N.C. Senate Tax, Budget Plans Bad for North Carolina

May 20, 2013



RALEIGH, N.C. -- The North Carolina Senate's $20.6 billion budget proposal released Sunday night would put our state's priorities in the wrong place while devaluing vital public services and the people who provide them.

The budget plan in combination with the Senate's tax plan – which includes effective tax increases on poor and the middle class while slashing taxes for the wealthy and corporations – eliminates hundreds of vital public health and safety jobs and jeopardizes public safety and infrastructure needs for the state.

"It is easy to say that you're going to slow the growth in spending," said SEANC Executive Director Dana Cope, "but when our roads, schools and prisons are falling apart, and when salaries and benefits for our public sector jobs are not competitive with the private sector, and when population growth continues to increase resulting in even greater demands on public services, you're asking for a disaster."

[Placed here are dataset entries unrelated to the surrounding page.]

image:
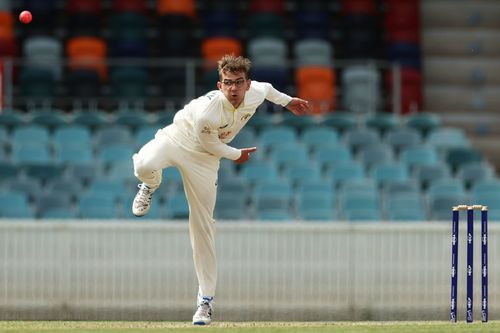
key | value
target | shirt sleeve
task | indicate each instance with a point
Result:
(273, 95)
(208, 137)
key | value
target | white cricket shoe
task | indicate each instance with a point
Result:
(142, 200)
(203, 315)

The Senate budget would wipe out nearly 1,600 jobs, with the Departments of Public Safety and Health and Human Services bearing the brunt of the cuts. It also proposes closing several prisons including Bladen, Duplin, Robeson, Wayne, Buncombe, Orange and parts of the Western Youth Institution. The budget also would close Lenoir, Buncombe and Richmond Youth Development Centers, and eliminates 50 positions from the DHHS Oral Health section.

"The Oral Health section of DHHS would be devastated by this proposal," Cope said. "Those 50 positions protect the dental health of this state's most vulnerable citizens: poor and impoverished children. Let's leave that program alone — it works and helps keep our children healthy."

"The Senate is also proposing a tax increase on the middle class along with these cuts to public services that would help millionaires get more of our tax dollars," Cope added. "That's not North Carolina values. We are better than that."

SEANC will continue to work with the General Assembly and the governor to keep vital public safety and health jobs that protect citizens, seek fair tax proposals that make sure all citizens pay their fair share including the wealthy and corporations, and properly compensate our state's public employees for their important public services.